Environment

North Alabama residents want an answer. Have years of drinking Tennessee River water been safe?

UPDATE:   The Environmental Protection Agency has issued a new health advisory on long-term exposure to PFOA and PFOS contaminants in drinking water.  Tests of water from the West Morgan East Lawrence Water Authority, featured in this story, showed PFOA and PFOS contaminants above the level that might cause health problems, EPA says.

A new question of safe drinking water is playing out in North Alabama.  There, residents and the West Morgan East Lawrence Water Authority have filed a class-action lawsuit in federal court against 3M, maker of products from Scotchgard to Post-It Notes, in connection with toxins in the water supply.
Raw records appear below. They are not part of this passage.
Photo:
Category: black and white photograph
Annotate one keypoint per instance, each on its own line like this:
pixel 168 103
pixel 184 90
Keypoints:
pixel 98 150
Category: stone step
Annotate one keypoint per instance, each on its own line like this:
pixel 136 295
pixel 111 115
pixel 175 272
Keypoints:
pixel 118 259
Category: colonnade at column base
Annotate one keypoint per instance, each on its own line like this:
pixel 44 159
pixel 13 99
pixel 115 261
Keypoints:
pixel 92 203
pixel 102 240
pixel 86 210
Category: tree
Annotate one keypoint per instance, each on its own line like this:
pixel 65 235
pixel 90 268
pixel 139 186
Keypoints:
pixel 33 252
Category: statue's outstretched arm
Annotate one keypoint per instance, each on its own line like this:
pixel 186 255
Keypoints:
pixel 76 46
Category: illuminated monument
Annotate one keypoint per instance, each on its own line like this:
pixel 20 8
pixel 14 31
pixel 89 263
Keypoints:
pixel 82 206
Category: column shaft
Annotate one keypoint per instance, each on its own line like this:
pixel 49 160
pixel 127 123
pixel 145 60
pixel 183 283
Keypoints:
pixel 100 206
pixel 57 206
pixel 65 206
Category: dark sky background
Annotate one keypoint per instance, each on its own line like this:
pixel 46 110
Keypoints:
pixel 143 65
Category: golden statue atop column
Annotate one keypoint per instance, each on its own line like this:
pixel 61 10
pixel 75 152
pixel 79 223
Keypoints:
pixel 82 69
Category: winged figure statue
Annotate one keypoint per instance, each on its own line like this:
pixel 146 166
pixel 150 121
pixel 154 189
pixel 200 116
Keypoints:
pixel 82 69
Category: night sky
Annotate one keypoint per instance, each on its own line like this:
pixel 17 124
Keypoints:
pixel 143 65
The EPA is expected to release new guidelines on safe levels of the contaminants this spring.

There’s conflict brewing over who might foot the bill if a cleanup is in order.
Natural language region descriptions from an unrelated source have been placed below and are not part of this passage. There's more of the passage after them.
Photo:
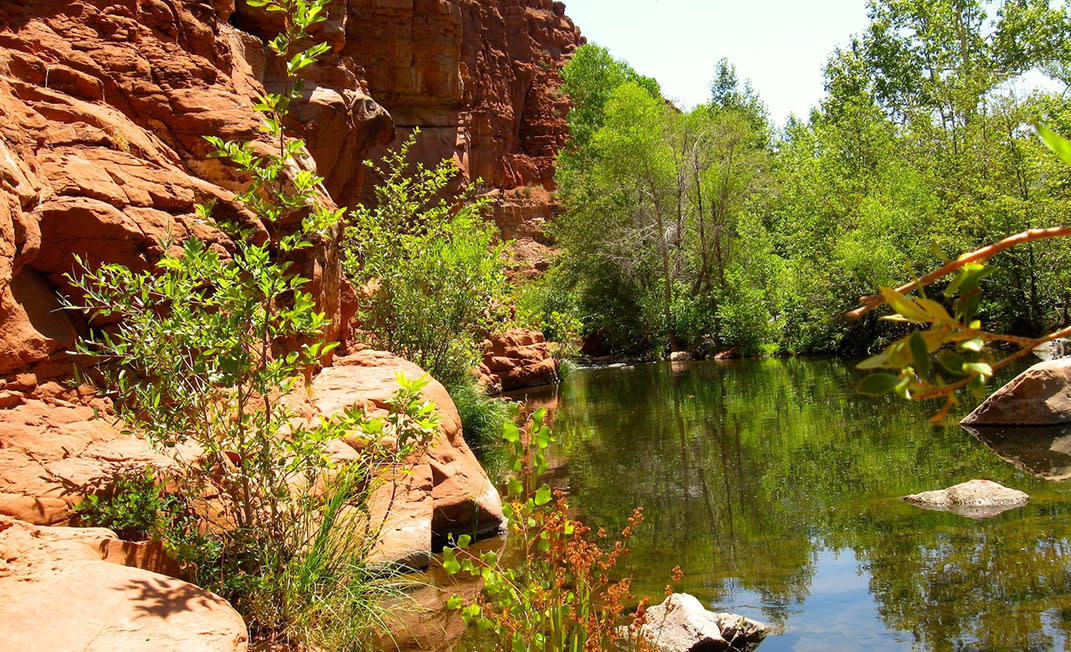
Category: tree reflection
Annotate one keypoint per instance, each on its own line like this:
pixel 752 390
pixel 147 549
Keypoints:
pixel 749 472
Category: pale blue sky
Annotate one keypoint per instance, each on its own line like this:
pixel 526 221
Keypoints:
pixel 780 45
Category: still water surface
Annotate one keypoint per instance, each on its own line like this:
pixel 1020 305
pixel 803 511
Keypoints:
pixel 778 490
Larry Watkins says contaminant level in blood test was "sky high"
Larry Watkins says contaminant level in blood test was “sky high”
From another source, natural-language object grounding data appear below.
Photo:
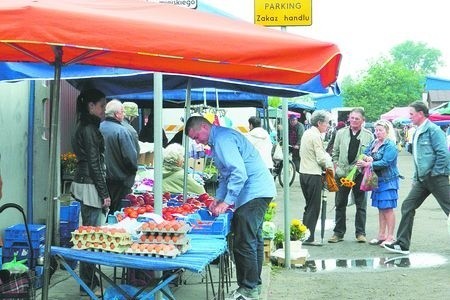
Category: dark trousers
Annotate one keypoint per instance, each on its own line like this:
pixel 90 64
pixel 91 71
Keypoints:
pixel 439 187
pixel 312 191
pixel 90 216
pixel 295 158
pixel 341 202
pixel 117 192
pixel 248 244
Larry Watkins has lived near Hillsborough, just outside of Decatur, all his life. So has most of his family. He and his wife have 5 acres, about a mile from the Tennessee River. Watkins, 66, has worked over the years in construction, and in a nearby plastics factory.

A few months ago, he went to the doctor and found he has high levels of the contaminants, PFOA and PFOS, in his blood. Those are byproducts of chemicals created by 3M to make non-stick surfaces. “My level was sky high,” he says.  Three times what’s considered safe by the EPA, to be exact. He also has high cholesterol.

“I’m taking cholesterol medicine,” he says, “But it don’t seem to be working because it be the same every time I go back and forth to my doctor.”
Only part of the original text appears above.